Jason birazcık geç kaldı. Bay Pouzihno park alanında yeğeniyle buluşmanı istiyor, tamam mı? Джейсон немного опаздывает, поэтому тебе нужно встретиться с племянницей мистера Пузино на парковке.
Los ejemplos del uso de palabras en diferentes contextos se proporcionan únicamente con fines lingüísticos, es decir, para estudiar el uso de palabras en un idioma y sus opciones de traducción a otro. Están recopilados automáticamente de fuentes abiertas utilizando tecnología de búsqueda basada en datos bilingües. Si encuentras un error ortográfico o de puntuación en el original o en la traducción, utiliza la opción "Informar de un problema" o escríbenos.
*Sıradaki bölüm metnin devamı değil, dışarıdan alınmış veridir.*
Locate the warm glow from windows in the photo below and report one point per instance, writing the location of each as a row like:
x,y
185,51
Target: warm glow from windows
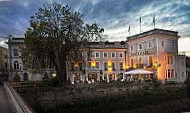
x,y
53,75
93,63
109,63
109,69
76,65
125,66
135,66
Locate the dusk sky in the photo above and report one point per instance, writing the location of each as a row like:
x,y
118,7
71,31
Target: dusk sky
x,y
114,16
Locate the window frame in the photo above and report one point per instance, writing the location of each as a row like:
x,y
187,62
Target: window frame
x,y
104,53
139,46
15,50
112,54
98,54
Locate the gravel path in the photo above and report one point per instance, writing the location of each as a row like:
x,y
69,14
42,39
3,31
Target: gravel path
x,y
177,106
5,106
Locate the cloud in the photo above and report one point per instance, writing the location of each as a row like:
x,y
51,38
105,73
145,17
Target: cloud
x,y
114,16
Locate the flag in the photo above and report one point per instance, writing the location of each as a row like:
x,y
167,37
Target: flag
x,y
129,28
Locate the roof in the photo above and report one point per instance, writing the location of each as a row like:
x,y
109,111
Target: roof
x,y
154,31
107,45
15,41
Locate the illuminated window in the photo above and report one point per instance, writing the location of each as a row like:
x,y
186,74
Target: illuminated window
x,y
97,54
113,65
132,63
149,44
105,66
97,65
105,54
131,48
140,46
172,44
121,65
170,59
162,43
170,73
150,61
15,52
140,60
113,55
89,64
16,65
120,55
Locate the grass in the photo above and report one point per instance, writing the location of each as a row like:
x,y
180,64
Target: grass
x,y
112,103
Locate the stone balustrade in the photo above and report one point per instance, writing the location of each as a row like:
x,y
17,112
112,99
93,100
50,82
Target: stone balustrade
x,y
17,101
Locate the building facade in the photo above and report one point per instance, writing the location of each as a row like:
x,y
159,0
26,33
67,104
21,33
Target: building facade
x,y
3,65
155,50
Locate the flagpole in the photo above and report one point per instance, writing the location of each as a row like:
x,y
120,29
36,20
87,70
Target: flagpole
x,y
140,24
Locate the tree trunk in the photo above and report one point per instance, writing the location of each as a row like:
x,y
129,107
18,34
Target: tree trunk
x,y
62,74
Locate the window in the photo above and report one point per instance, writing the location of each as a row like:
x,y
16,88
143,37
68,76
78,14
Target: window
x,y
162,43
15,52
131,62
113,55
150,61
140,60
80,66
105,66
113,65
97,65
72,66
16,65
89,64
170,59
172,44
140,46
131,48
97,54
149,44
121,65
170,73
120,55
105,54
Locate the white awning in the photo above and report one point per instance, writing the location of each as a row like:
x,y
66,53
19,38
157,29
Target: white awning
x,y
138,71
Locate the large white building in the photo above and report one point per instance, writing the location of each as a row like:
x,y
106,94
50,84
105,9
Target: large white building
x,y
155,50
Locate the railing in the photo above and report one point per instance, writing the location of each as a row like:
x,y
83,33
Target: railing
x,y
17,101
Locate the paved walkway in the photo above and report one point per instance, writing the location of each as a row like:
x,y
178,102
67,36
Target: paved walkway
x,y
5,106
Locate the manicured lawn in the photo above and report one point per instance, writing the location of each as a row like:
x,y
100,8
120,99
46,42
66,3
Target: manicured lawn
x,y
108,102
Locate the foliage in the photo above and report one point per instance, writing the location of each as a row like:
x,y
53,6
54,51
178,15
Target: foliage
x,y
55,38
112,103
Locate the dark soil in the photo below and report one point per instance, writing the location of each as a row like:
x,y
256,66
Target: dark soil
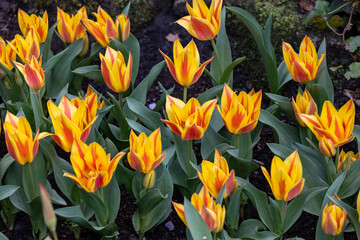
x,y
152,38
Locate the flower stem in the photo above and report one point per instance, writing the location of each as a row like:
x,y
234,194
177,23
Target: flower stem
x,y
216,55
185,94
31,181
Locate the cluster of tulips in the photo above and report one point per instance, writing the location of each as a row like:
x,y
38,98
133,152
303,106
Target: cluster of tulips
x,y
40,93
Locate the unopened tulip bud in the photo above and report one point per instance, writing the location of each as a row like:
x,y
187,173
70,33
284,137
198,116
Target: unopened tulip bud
x,y
327,147
149,180
48,210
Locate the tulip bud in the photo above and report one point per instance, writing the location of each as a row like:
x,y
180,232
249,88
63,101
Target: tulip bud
x,y
48,210
149,180
327,147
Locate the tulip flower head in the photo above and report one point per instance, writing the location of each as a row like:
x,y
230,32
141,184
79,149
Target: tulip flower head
x,y
286,181
145,151
185,69
105,29
19,139
304,104
344,156
116,73
92,166
39,24
303,67
241,112
333,219
7,53
332,124
33,73
213,214
72,119
203,22
215,175
69,27
189,120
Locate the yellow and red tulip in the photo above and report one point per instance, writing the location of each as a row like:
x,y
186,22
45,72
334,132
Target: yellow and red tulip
x,y
69,27
145,151
286,181
116,73
216,174
39,24
185,69
33,73
92,166
72,119
333,219
213,214
189,120
241,112
7,53
303,67
332,124
202,22
27,47
344,156
105,29
304,104
19,139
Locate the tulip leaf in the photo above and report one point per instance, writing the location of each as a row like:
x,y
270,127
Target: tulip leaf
x,y
263,42
61,73
352,214
7,190
76,215
228,70
92,72
224,50
287,133
196,224
255,229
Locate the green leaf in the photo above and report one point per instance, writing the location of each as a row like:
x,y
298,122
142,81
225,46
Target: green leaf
x,y
258,34
7,190
354,43
197,226
92,72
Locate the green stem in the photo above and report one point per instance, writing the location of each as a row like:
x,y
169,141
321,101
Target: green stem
x,y
185,94
39,101
31,181
121,100
216,55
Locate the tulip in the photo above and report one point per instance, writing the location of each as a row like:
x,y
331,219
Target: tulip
x,y
69,27
332,124
344,156
215,175
145,151
185,69
286,181
304,104
92,166
213,214
116,74
26,48
333,219
240,113
303,67
189,120
33,73
19,139
39,24
203,22
72,119
7,53
104,29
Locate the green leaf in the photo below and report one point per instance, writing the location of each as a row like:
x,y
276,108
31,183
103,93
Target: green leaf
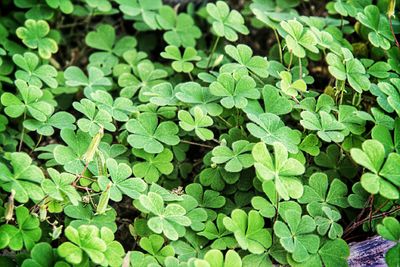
x,y
25,233
121,183
280,168
34,35
24,178
225,22
147,134
249,230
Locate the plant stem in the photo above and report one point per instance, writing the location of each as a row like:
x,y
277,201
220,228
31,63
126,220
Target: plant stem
x,y
279,46
212,51
22,134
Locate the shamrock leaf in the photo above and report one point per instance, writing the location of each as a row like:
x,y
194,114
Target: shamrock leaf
x,y
71,156
33,35
44,255
317,195
235,159
146,9
328,223
384,176
59,187
65,6
243,55
389,230
85,242
380,36
234,90
121,183
169,220
270,129
389,95
217,232
147,134
249,230
225,23
33,72
84,215
326,125
25,233
74,76
154,246
348,68
181,62
281,169
25,178
198,123
154,165
215,258
95,120
181,29
291,88
60,120
295,235
298,39
198,96
29,100
119,108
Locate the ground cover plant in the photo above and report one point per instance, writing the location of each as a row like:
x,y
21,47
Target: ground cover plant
x,y
197,133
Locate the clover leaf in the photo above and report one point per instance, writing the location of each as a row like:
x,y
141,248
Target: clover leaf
x,y
29,100
95,120
33,72
154,165
181,62
147,134
121,184
317,195
383,177
198,96
24,178
84,242
298,38
380,36
389,230
235,91
169,220
326,125
154,245
289,87
348,68
60,120
84,215
270,129
33,35
215,258
225,22
71,156
243,55
281,169
295,235
217,232
249,230
198,123
327,224
235,159
59,186
43,254
181,29
25,233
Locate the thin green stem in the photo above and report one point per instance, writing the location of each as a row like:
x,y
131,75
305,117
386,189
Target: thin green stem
x,y
212,51
279,45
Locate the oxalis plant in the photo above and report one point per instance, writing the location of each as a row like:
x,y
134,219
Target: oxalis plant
x,y
209,134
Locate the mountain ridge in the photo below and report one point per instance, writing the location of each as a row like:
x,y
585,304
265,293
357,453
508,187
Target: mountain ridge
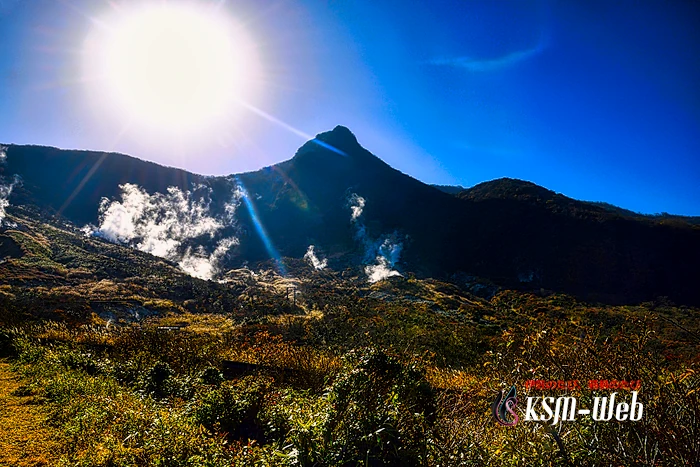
x,y
515,233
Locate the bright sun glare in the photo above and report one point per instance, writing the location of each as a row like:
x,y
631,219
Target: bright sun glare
x,y
171,67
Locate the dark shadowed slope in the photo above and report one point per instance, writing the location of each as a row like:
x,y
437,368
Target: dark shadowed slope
x,y
515,233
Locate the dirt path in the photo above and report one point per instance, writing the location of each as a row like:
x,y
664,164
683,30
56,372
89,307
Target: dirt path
x,y
24,439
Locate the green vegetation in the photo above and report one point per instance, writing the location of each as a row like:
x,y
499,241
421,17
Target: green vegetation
x,y
138,395
402,372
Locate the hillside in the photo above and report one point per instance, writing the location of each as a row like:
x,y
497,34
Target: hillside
x,y
359,212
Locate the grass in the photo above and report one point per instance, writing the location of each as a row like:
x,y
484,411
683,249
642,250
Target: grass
x,y
374,384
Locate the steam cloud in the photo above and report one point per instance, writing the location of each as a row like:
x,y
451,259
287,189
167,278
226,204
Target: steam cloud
x,y
357,204
312,259
173,225
383,253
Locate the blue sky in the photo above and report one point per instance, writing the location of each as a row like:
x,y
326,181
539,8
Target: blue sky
x,y
594,99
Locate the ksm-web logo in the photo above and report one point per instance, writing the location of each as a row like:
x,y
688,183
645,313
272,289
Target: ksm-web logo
x,y
606,407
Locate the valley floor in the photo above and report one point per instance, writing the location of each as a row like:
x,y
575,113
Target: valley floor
x,y
24,440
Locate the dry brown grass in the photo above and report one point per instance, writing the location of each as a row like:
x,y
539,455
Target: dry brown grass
x,y
25,440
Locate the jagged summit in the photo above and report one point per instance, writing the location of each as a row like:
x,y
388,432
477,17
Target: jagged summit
x,y
513,232
340,137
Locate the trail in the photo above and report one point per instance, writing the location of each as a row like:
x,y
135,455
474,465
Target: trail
x,y
25,441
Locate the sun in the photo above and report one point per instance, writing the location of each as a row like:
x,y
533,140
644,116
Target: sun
x,y
173,67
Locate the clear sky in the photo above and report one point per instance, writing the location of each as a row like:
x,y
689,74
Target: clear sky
x,y
597,100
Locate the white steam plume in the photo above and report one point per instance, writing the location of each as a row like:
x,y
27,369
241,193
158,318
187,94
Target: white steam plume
x,y
166,225
5,189
387,256
311,257
383,253
357,204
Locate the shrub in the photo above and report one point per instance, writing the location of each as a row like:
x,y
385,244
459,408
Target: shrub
x,y
382,413
234,408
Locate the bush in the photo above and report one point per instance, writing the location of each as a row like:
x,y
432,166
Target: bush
x,y
382,413
234,408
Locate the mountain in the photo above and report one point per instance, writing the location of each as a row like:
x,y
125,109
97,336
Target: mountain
x,y
359,212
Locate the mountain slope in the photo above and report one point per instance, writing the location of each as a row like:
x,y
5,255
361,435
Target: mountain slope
x,y
514,233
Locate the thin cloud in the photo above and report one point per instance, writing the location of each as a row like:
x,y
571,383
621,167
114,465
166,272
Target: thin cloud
x,y
480,65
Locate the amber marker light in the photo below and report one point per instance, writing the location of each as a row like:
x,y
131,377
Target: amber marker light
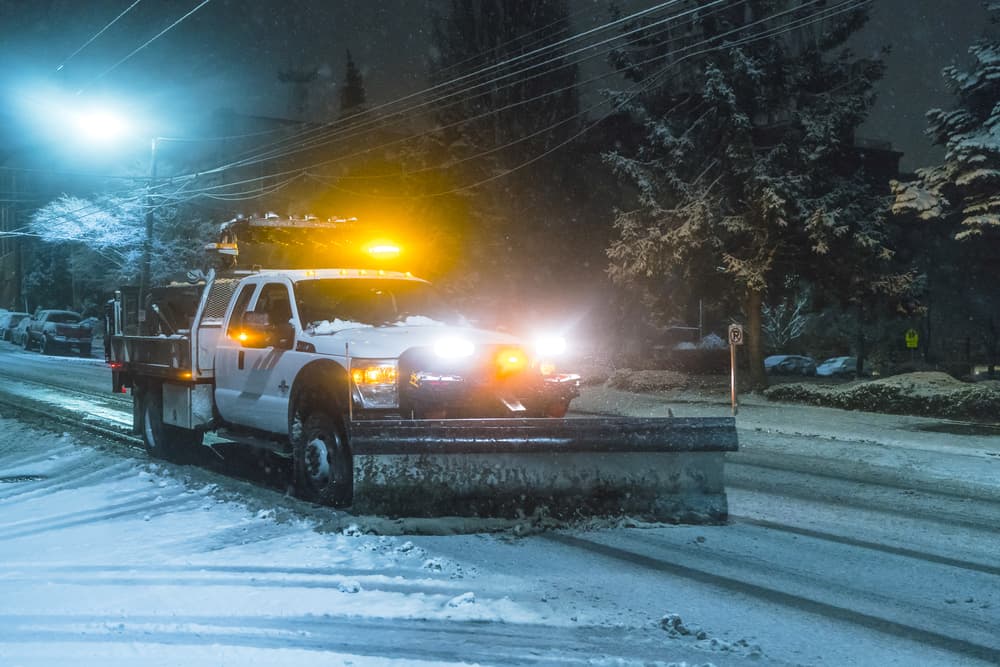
x,y
511,360
383,249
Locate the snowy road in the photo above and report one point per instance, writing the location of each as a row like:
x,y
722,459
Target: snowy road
x,y
856,539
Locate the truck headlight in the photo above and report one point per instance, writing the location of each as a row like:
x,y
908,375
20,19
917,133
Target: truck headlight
x,y
375,382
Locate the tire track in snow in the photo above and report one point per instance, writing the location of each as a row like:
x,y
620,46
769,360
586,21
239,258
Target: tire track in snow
x,y
971,648
446,640
865,544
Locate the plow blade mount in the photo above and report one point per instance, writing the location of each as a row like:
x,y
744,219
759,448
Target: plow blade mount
x,y
663,469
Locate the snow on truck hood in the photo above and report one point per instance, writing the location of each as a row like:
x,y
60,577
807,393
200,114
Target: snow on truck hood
x,y
390,341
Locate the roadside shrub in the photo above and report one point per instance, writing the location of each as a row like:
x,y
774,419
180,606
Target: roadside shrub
x,y
647,380
929,394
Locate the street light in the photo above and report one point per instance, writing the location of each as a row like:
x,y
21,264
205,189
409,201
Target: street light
x,y
102,126
99,126
147,243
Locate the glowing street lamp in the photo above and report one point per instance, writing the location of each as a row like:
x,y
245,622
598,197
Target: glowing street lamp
x,y
100,126
103,126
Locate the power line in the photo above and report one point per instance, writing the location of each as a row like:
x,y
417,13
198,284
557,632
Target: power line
x,y
97,34
821,15
150,41
484,70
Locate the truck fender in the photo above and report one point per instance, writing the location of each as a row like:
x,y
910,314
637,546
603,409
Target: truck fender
x,y
318,431
322,379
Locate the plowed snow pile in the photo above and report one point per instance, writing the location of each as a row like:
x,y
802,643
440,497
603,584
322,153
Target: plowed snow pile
x,y
931,394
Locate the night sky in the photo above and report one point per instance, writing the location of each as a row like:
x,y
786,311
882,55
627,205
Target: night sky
x,y
228,54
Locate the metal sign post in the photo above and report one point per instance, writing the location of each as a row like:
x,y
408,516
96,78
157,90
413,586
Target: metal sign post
x,y
735,338
912,339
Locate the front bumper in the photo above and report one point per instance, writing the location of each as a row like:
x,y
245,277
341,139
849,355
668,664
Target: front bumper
x,y
452,395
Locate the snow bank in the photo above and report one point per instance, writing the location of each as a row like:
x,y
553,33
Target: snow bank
x,y
929,394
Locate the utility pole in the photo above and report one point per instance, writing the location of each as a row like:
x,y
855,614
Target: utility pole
x,y
147,246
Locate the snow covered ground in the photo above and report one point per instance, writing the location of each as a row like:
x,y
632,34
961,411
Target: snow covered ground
x,y
107,558
111,560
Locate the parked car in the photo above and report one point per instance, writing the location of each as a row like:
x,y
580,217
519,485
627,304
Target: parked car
x,y
789,364
838,367
8,321
17,333
58,330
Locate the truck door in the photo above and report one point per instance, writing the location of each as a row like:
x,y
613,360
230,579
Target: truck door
x,y
256,386
229,376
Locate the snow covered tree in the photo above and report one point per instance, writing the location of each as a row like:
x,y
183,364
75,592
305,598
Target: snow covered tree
x,y
960,198
352,90
96,245
747,173
967,184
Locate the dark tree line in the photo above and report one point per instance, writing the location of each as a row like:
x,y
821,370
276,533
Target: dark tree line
x,y
721,176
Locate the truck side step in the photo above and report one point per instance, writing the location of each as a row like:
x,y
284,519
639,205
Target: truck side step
x,y
656,469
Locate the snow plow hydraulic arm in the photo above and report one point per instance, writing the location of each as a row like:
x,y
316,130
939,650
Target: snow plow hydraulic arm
x,y
657,469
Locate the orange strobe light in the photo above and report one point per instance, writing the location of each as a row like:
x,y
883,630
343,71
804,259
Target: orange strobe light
x,y
511,360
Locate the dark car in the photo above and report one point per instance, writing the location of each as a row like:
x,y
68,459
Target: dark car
x,y
57,331
790,364
18,333
838,367
9,321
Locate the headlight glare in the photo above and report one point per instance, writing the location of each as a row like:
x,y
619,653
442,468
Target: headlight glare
x,y
550,346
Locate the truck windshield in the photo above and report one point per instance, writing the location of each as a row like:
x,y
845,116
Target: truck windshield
x,y
330,305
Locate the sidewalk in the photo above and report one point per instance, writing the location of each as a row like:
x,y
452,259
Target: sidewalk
x,y
896,450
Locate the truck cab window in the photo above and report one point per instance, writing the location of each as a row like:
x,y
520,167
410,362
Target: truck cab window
x,y
239,308
275,303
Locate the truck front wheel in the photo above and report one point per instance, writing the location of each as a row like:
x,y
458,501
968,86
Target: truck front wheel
x,y
164,441
321,459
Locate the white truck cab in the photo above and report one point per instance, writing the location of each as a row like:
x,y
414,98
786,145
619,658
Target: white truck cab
x,y
296,356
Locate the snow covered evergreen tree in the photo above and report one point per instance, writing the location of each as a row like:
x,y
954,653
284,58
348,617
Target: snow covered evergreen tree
x,y
747,174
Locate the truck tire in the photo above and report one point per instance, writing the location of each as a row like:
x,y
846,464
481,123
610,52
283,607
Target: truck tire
x,y
321,458
164,441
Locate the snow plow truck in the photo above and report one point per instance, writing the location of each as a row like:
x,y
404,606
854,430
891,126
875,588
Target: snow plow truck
x,y
385,399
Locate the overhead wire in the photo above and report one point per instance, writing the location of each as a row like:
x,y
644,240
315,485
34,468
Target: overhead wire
x,y
97,34
299,172
149,41
486,69
821,15
515,104
316,142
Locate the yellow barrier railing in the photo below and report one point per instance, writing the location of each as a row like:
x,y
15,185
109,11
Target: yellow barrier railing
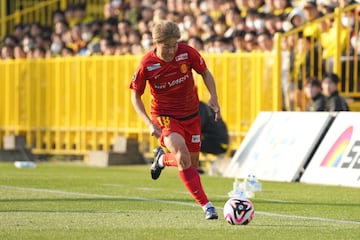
x,y
72,105
341,57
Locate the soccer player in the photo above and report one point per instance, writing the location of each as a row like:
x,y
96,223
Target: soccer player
x,y
175,118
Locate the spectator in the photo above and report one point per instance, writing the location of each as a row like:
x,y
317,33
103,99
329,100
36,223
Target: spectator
x,y
307,60
7,52
265,41
239,41
19,52
311,13
282,7
294,19
330,89
313,91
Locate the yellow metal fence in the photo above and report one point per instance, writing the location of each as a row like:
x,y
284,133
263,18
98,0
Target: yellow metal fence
x,y
76,104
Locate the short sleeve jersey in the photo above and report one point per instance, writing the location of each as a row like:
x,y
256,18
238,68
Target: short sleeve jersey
x,y
172,85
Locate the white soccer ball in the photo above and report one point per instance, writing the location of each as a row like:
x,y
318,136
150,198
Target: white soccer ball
x,y
238,211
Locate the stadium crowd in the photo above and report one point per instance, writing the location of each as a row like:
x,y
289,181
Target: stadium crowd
x,y
211,26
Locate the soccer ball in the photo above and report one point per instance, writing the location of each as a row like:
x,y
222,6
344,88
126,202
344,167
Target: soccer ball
x,y
238,211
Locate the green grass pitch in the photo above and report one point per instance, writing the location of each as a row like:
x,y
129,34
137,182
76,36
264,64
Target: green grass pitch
x,y
73,201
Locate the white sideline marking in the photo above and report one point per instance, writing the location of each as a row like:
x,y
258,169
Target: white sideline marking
x,y
170,202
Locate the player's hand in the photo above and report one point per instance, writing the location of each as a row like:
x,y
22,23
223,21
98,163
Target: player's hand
x,y
155,130
214,105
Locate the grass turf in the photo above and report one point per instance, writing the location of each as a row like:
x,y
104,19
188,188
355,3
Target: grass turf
x,y
72,201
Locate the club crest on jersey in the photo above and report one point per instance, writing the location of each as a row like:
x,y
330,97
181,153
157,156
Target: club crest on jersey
x,y
182,56
160,85
153,67
183,68
195,138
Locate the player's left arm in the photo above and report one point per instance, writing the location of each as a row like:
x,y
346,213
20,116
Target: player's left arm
x,y
210,84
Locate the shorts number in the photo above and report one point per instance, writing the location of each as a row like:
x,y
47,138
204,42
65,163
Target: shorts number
x,y
164,121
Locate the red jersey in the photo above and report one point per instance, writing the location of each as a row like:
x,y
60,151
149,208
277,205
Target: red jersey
x,y
172,85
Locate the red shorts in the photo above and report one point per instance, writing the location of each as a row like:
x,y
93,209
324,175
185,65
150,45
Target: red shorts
x,y
189,129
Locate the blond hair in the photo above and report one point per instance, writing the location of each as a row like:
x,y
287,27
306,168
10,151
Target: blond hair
x,y
165,30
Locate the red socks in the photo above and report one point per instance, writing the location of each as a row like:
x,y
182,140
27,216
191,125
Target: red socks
x,y
169,160
191,179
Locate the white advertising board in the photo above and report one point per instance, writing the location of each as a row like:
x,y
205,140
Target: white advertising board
x,y
278,145
337,160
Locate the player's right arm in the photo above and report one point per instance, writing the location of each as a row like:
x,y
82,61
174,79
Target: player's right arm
x,y
139,107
En esta sección, puedes ver cómo se usan las palabras y expresiones en diferentes contextos con los ejemplos de traducciones realizadas por profesionales. La sección Contextos te ayudara a aprender inglés, alemán, español y otros idiomas. Aquí puedes encontrar ejemplos con las frases verbales, expresiones idiomáticas y palabras ambiguas en textos de diferentes estilos y temas.

Los ejemplos se pueden ordenar por traducciones y temas, y también se puede realizar una búsqueda más precisa en los ejemplos encontrados.